One odd privilege of being American is that we have had very little experience with such blindsiding assaults, at least in modern times. Other countries became the battlegrounds, not ours. Other peoples were schooled in stoical expectations, knowing that the worst can happen and sometimes does, but not Americans.

It is essential now to stick to hard facts, not fearsome shadows or injured hubris (or the xenophobic hatreds already in the air). Yet the intelligence agencies that had not a clue what was coming were claiming within hours to have proof of who organized the attack. And figures like Henry Kissinger are already calling for an open-ended war against terrorist organizations–regardless of whether any evidence establishes their culpability.

Civil liberties, already under attack, were immediate targets. Legislators talked of granting the FBI and other agencies broad new powers–this despite the fact that the FBI is already intercepting a record number of calls. Some called for wholesale closing of US borders. On Tuesday, only Senator Joseph Biden, himself a key supporter of the noxious Anti-Terrorism and Effective Death Penalty bill of 1996, to his credit stood on the Capitol lawn to suggest that any incursions on civil liberties should be resisted.

After the dead are properly mourned, after we have reliably established how this happened and who was responsible, then we Americans must undertake a most difficult conversation among ourselves. Yes, we should speak with one voice expressing our compassion and outrage, but we need a multiplicity of voices, a true national debate about what sane national security means in the twenty-first century. The paradox is that if or when we engage in brutal reprisals, they will serve a cathartic function for the vast majority of justifiably outraged Americans. But let us not delude ourselves; they will inflame rather than deter. In the long run, the only way to deal with international terrorism is to build and support international institutions toward that end.
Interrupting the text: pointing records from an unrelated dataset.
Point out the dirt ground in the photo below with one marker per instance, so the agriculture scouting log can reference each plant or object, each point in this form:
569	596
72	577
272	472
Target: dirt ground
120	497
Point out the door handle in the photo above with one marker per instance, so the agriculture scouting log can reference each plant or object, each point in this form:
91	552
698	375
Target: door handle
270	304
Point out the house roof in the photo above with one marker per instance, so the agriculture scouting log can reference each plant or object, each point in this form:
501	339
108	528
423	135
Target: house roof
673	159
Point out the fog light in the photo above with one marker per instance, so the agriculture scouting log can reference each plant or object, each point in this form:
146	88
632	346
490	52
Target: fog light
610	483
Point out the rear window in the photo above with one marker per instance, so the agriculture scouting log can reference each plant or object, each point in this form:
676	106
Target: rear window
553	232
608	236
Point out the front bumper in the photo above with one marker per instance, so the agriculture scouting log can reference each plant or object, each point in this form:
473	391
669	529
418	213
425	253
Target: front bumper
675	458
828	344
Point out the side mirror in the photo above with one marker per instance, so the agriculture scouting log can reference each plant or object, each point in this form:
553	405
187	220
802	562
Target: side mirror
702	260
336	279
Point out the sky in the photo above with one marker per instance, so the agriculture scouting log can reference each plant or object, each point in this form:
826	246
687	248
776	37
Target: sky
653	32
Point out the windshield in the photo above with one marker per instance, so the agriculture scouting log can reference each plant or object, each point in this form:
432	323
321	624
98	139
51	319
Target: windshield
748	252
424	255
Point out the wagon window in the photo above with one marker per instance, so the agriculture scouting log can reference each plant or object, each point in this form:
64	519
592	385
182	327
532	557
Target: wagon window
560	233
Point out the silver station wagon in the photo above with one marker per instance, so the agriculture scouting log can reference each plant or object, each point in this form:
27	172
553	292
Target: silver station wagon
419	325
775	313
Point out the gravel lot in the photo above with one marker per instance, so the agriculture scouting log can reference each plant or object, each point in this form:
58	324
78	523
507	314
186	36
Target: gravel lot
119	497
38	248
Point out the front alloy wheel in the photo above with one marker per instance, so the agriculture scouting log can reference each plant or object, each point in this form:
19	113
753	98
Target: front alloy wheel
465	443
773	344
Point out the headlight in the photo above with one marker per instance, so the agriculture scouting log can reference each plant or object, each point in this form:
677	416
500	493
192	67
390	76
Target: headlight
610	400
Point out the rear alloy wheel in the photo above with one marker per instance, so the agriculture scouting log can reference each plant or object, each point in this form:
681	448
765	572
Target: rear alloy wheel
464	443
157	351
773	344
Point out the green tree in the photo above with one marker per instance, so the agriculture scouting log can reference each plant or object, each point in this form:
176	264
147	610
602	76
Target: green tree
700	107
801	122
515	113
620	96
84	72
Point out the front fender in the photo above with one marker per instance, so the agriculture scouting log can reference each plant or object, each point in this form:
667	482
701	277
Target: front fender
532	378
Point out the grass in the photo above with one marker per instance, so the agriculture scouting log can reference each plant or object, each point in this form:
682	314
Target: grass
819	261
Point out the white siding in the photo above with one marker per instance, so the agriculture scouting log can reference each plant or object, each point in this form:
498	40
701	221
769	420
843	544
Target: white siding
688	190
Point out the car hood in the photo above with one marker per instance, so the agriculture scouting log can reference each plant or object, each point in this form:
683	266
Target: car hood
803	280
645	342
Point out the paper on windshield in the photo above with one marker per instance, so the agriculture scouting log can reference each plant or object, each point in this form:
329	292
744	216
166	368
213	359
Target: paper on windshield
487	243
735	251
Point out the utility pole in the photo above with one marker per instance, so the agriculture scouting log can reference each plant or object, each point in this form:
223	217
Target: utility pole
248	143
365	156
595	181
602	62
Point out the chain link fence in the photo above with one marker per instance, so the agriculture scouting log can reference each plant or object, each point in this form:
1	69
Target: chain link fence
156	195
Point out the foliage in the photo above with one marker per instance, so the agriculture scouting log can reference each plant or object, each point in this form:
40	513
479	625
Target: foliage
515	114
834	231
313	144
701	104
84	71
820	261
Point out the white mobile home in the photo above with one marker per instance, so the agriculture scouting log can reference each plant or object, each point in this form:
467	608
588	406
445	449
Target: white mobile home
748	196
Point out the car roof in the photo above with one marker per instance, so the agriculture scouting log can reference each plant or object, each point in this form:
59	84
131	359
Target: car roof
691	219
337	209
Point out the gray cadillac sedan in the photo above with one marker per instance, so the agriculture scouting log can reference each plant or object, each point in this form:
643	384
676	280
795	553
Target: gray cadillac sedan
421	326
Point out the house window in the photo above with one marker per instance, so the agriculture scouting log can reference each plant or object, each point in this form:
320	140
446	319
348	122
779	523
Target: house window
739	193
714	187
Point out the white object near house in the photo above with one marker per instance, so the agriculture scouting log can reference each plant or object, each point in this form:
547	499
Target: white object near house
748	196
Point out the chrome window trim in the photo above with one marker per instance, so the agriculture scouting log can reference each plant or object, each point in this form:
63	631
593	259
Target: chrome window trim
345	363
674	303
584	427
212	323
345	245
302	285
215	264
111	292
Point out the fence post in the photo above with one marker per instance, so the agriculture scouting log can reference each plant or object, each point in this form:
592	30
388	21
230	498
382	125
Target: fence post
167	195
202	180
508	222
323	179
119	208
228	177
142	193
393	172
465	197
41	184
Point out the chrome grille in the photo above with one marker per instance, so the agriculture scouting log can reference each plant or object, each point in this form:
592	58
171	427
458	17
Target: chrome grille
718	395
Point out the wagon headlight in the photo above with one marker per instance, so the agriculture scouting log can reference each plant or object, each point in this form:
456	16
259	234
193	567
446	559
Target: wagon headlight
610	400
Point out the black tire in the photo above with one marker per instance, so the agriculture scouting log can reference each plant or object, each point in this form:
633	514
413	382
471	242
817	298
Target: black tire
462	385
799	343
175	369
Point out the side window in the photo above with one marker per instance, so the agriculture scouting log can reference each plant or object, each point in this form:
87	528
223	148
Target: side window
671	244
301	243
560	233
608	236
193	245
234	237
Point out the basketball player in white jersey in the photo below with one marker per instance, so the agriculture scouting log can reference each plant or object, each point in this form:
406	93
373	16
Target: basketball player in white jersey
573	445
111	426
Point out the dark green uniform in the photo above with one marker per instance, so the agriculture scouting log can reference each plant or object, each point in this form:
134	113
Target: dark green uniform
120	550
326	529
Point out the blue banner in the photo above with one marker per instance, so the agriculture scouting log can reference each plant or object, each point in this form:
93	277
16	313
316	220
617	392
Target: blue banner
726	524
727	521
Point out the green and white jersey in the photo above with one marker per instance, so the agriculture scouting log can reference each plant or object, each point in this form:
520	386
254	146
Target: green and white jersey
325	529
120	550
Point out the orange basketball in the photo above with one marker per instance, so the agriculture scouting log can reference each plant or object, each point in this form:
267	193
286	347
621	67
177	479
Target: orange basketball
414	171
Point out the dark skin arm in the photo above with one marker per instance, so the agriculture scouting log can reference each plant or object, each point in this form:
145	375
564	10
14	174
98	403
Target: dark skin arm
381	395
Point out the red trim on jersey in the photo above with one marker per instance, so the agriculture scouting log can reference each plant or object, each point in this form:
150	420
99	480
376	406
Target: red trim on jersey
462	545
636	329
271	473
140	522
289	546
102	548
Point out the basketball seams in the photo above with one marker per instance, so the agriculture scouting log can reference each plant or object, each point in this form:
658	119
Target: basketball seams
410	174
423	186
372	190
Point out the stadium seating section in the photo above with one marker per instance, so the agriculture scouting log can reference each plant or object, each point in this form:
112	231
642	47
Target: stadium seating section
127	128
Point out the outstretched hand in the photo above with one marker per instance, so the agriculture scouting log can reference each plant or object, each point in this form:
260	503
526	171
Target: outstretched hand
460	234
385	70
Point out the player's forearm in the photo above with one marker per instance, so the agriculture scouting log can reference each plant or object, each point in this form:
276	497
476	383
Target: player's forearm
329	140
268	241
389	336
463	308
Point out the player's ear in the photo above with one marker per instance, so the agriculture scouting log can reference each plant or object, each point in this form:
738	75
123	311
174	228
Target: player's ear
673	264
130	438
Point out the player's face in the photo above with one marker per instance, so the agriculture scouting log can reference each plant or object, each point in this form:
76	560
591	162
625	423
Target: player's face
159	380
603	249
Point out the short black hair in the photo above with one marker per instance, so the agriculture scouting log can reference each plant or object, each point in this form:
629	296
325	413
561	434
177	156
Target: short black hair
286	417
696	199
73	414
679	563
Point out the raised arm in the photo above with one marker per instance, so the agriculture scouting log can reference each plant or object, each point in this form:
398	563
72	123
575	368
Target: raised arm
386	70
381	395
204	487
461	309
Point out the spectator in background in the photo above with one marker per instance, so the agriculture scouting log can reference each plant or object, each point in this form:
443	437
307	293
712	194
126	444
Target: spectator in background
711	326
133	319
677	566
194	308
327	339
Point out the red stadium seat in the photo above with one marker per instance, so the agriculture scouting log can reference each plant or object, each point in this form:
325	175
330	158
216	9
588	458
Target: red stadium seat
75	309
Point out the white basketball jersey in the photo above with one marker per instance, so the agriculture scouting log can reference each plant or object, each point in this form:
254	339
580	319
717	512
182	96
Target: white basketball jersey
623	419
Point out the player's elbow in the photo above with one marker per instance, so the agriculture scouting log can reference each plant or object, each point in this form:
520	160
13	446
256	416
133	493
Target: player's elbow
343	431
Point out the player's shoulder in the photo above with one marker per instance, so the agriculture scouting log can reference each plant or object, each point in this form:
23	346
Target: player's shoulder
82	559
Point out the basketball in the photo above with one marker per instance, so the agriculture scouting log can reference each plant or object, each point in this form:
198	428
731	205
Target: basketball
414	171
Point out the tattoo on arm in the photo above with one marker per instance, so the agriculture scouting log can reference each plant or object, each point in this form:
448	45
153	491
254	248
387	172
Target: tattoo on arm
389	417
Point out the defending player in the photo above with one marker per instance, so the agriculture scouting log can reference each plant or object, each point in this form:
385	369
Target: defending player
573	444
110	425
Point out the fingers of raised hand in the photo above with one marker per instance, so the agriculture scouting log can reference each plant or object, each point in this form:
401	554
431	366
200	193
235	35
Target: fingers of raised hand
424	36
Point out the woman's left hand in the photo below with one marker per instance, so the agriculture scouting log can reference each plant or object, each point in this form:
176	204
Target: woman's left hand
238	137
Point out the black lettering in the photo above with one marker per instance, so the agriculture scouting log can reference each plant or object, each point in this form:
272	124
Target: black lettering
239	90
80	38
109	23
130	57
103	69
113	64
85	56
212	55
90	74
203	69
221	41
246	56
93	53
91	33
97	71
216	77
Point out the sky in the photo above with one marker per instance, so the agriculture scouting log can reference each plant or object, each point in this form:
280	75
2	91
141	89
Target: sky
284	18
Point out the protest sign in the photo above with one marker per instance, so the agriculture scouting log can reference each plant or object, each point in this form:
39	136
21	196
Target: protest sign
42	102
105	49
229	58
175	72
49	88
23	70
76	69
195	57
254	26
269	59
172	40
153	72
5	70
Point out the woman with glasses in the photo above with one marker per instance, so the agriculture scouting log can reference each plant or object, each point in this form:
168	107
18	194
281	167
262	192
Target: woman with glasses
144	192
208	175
This is a pivotal moment when we should reconsider our posture toward the world and examine the true burdens and obligations of acting like an empire awesomely more powerful than any others and answerable to no one. To maintain international order, our military occasionally intervenes in what, for us, are meant to be casualty-free wars. Our economic order claims to spread democracy by imposing its own self-interested rules on poorer nations. Yet, as we learned and should have already understood, this great country is vulnerable too, beyond imagination. Whoever planned this vicious attack must have calculated that the United States is at a fragile juncture, its great prosperity sinking and uncertain leaders in power. They probably intended an unraveling, both of financial markets and the national confidence.

It may seem trite to say so, but the calamity does test our character. If we are shrewd about ourselves and truly brave, citizens will not yield to hysteria–or accept draconian new laws that undermine civil liberties–but will force these difficult questions into the political debate.